Book Reviews / Comments (submitted by readers)
 
Submitted by anthony lyle 
(Sep 10, 2009)

I love that Esslemont helped create the malazan world. I don't love this book.

It’s told from a different perspective than Erikson takes. Esslemont's story travels with 2 characters on the outside looking in. it's a tested style and often used by Erikson in limited quantity. but the expansive and inclusive style Erikson employs where the you jump from character to limitless number of characters - while acceptably tiring sometimes - gives the malazan world it's depth and due. You feel the grandiosity of the arcane and mythic expanse.
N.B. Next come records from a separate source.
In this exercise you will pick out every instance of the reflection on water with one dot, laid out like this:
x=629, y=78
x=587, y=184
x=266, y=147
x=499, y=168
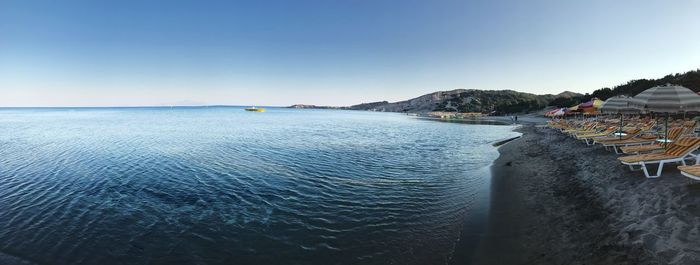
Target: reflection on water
x=225, y=186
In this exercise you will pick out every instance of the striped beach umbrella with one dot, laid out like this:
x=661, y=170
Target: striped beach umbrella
x=619, y=105
x=667, y=99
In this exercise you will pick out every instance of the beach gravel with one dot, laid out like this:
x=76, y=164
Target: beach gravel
x=556, y=200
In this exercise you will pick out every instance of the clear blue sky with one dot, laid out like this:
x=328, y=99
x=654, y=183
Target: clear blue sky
x=102, y=53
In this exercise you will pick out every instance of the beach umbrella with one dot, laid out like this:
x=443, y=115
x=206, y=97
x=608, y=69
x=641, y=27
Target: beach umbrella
x=619, y=105
x=667, y=99
x=559, y=112
x=551, y=112
x=590, y=106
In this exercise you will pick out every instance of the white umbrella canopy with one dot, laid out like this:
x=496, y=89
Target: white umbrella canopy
x=619, y=105
x=667, y=99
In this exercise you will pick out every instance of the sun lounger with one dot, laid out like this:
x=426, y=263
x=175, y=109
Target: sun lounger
x=676, y=152
x=692, y=172
x=673, y=134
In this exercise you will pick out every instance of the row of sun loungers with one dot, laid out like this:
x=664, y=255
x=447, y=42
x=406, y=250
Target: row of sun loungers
x=639, y=143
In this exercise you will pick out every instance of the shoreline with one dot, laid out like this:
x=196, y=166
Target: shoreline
x=554, y=200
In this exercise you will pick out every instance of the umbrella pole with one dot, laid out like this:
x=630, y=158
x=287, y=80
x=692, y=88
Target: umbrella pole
x=666, y=131
x=619, y=133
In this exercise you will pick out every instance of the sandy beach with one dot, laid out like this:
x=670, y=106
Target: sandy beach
x=555, y=200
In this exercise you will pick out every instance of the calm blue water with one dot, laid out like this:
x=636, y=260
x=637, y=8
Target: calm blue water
x=225, y=186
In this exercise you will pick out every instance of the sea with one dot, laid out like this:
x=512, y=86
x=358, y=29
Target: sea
x=220, y=185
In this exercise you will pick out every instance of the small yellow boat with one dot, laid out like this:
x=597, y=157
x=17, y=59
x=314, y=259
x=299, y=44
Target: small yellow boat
x=254, y=109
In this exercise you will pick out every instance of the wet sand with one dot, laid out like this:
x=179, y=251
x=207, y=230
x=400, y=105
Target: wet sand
x=555, y=200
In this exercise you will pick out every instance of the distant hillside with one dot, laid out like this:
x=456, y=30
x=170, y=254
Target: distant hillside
x=689, y=79
x=508, y=101
x=470, y=100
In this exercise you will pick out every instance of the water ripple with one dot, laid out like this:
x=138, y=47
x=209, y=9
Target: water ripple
x=222, y=186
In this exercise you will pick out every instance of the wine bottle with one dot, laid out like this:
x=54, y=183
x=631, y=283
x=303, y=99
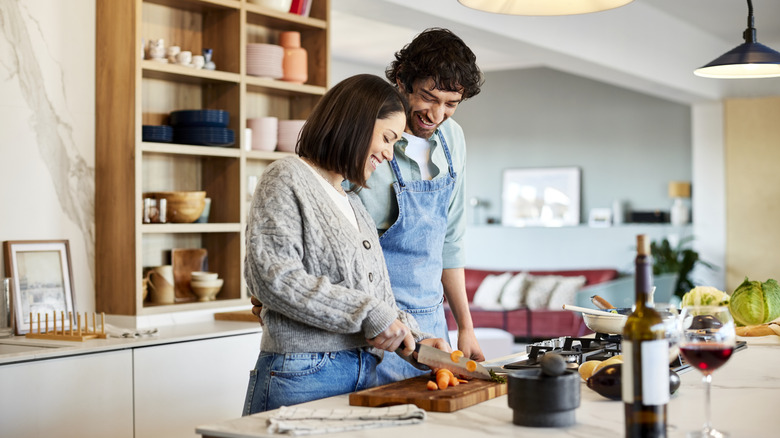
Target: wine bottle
x=645, y=374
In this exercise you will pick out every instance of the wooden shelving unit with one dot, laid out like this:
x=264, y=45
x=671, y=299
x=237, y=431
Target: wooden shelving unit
x=131, y=92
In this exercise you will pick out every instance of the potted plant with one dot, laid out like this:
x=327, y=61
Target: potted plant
x=680, y=259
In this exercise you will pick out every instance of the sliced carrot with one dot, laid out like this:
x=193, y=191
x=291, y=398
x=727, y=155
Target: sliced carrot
x=443, y=380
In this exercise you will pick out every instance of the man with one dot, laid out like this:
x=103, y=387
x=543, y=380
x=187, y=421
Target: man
x=418, y=199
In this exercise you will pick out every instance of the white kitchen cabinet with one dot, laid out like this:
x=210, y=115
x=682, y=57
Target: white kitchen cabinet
x=180, y=386
x=74, y=396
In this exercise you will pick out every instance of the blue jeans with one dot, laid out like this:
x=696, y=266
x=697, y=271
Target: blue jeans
x=284, y=379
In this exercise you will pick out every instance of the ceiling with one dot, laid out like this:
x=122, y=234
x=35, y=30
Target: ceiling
x=650, y=46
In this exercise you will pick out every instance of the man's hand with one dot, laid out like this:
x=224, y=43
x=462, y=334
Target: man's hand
x=257, y=307
x=467, y=343
x=392, y=338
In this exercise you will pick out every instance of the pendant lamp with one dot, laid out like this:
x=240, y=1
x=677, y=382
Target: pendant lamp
x=543, y=7
x=748, y=60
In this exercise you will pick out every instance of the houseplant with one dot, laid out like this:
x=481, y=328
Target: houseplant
x=680, y=259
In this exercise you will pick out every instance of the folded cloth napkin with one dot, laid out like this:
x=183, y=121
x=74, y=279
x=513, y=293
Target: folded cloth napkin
x=292, y=420
x=121, y=332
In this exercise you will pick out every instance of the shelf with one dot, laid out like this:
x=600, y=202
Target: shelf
x=181, y=149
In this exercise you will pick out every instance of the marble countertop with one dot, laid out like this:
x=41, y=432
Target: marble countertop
x=744, y=398
x=18, y=349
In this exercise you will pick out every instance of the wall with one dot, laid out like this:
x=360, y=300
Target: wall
x=752, y=142
x=47, y=117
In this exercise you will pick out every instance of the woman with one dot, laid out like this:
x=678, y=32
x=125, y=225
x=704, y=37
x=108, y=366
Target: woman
x=313, y=255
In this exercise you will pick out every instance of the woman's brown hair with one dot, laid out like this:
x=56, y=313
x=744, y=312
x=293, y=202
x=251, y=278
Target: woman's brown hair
x=337, y=135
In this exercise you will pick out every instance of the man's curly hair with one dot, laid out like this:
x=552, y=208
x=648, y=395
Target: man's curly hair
x=441, y=55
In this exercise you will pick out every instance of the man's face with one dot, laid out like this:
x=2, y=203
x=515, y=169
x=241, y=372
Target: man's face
x=429, y=107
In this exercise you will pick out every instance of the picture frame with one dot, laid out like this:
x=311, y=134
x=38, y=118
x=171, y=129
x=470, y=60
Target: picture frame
x=545, y=197
x=42, y=281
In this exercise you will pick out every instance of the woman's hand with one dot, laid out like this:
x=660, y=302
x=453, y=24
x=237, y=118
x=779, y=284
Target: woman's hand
x=393, y=337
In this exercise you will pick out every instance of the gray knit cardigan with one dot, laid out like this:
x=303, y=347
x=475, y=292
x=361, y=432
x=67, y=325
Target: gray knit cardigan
x=323, y=284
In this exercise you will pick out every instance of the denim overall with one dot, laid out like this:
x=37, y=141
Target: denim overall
x=413, y=248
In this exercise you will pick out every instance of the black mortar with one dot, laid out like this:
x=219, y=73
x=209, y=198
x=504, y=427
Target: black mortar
x=538, y=400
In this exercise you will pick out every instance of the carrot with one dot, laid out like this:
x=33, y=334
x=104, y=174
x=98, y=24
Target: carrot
x=443, y=380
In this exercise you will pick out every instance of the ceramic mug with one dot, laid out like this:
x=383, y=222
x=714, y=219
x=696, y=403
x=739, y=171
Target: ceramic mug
x=161, y=284
x=184, y=57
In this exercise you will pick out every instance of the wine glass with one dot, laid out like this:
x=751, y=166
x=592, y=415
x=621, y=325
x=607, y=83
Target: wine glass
x=707, y=340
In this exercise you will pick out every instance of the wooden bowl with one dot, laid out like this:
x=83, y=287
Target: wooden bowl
x=181, y=207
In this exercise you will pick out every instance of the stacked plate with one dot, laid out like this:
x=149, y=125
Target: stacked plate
x=264, y=133
x=202, y=127
x=288, y=132
x=264, y=60
x=157, y=133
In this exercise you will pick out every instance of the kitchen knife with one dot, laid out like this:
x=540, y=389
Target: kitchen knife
x=435, y=358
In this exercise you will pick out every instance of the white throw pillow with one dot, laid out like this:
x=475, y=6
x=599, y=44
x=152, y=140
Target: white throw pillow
x=537, y=294
x=513, y=293
x=489, y=290
x=565, y=292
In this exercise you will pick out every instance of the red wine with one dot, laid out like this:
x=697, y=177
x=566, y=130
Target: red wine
x=645, y=369
x=707, y=357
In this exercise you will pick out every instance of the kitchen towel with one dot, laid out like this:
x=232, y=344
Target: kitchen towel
x=292, y=420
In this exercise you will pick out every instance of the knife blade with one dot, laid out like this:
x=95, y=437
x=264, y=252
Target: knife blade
x=435, y=358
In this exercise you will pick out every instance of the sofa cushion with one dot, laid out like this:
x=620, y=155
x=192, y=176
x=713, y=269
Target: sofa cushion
x=513, y=295
x=565, y=292
x=489, y=291
x=538, y=291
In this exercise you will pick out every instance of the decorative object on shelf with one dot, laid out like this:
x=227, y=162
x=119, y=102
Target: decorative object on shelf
x=748, y=60
x=181, y=207
x=679, y=259
x=42, y=279
x=618, y=212
x=264, y=133
x=548, y=197
x=161, y=285
x=185, y=261
x=209, y=64
x=157, y=50
x=678, y=191
x=264, y=60
x=157, y=133
x=543, y=7
x=288, y=134
x=600, y=217
x=294, y=62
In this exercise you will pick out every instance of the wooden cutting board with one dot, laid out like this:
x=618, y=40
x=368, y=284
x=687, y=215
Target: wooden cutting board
x=414, y=391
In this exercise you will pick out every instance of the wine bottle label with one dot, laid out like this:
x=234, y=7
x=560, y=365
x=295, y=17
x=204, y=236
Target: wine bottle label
x=647, y=382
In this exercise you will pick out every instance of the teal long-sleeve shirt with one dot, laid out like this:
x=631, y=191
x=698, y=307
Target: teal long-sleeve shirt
x=380, y=201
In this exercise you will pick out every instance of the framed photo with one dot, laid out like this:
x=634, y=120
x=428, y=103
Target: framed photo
x=42, y=280
x=546, y=197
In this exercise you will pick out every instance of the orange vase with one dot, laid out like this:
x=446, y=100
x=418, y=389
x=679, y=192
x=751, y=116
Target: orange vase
x=294, y=63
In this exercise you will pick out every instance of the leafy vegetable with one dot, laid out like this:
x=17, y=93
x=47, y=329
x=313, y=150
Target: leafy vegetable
x=755, y=303
x=705, y=296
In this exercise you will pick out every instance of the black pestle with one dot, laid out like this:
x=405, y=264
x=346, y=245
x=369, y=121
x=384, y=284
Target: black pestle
x=553, y=364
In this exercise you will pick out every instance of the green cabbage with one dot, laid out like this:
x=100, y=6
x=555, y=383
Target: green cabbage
x=754, y=302
x=705, y=296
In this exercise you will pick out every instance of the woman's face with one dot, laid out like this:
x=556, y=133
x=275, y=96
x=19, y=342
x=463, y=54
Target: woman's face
x=386, y=133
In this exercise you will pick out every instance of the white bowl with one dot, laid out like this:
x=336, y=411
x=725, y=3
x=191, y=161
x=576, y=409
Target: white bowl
x=202, y=275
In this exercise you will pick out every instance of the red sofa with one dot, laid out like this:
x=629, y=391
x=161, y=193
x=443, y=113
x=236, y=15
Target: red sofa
x=524, y=323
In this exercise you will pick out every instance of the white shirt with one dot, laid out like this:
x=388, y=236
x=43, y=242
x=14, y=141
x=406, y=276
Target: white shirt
x=419, y=149
x=341, y=200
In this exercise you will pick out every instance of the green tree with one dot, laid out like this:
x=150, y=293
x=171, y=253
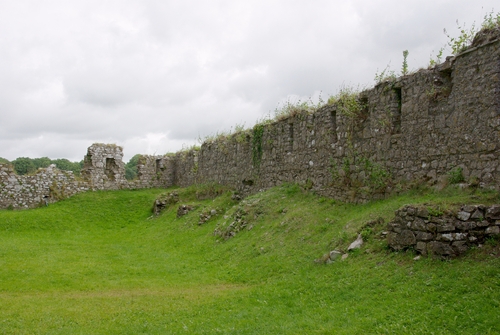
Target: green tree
x=131, y=167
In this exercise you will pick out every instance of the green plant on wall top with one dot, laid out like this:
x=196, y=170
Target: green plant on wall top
x=404, y=69
x=258, y=132
x=348, y=102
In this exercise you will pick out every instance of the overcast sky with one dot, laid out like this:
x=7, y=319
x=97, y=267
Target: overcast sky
x=155, y=75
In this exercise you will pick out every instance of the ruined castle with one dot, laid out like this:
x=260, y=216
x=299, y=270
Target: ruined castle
x=420, y=128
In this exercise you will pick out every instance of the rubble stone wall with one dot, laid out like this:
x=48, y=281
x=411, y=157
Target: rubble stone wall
x=46, y=185
x=418, y=128
x=430, y=231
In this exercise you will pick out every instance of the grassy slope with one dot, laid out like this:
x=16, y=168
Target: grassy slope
x=95, y=264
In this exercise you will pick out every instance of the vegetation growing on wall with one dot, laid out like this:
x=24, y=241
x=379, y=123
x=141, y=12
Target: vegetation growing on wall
x=26, y=165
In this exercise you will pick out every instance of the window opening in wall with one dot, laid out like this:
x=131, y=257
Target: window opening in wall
x=363, y=102
x=110, y=169
x=396, y=115
x=333, y=124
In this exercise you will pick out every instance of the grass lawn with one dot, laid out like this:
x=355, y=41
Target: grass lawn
x=98, y=263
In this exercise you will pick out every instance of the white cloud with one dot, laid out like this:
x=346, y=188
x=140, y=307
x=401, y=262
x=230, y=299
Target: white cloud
x=155, y=75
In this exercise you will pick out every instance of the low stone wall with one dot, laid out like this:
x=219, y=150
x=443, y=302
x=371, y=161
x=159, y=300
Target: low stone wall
x=28, y=191
x=431, y=232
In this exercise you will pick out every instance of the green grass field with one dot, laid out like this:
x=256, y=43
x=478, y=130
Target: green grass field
x=98, y=263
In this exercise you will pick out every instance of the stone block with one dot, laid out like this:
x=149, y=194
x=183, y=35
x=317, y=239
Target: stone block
x=464, y=216
x=465, y=226
x=493, y=230
x=460, y=247
x=423, y=236
x=445, y=227
x=493, y=212
x=421, y=247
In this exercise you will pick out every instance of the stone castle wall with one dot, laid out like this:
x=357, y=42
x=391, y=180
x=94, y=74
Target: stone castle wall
x=432, y=232
x=45, y=186
x=416, y=128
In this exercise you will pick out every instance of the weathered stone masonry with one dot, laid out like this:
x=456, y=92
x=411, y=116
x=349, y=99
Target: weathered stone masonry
x=416, y=128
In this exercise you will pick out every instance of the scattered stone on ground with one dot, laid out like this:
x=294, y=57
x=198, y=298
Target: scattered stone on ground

With 'knight of knives,' you don't get that and you're stuck with the 2 characters that lead you around, watching not initiating. While erikson forces some annoying people, you can escape them in a couple pages. Here, you're stuck with one interesting but not spectacular soldier in hiding and one irritating numb-nuts of a waif. I felt claustrophobic stuck w/these characters. And wasn't given any of the trademark Erikson grandiosity to charge the atmosphere.

Honestly, the best thing in the book is the soldier's dassem ultor related backstory. Otherwise, not a bang-up beginning. The fact that the hook of this world is mythic hugeness means anything that doesn't retain that expected 'wow!' reward better have an equally excellent hook to replace it...and that simply wasn't here for me.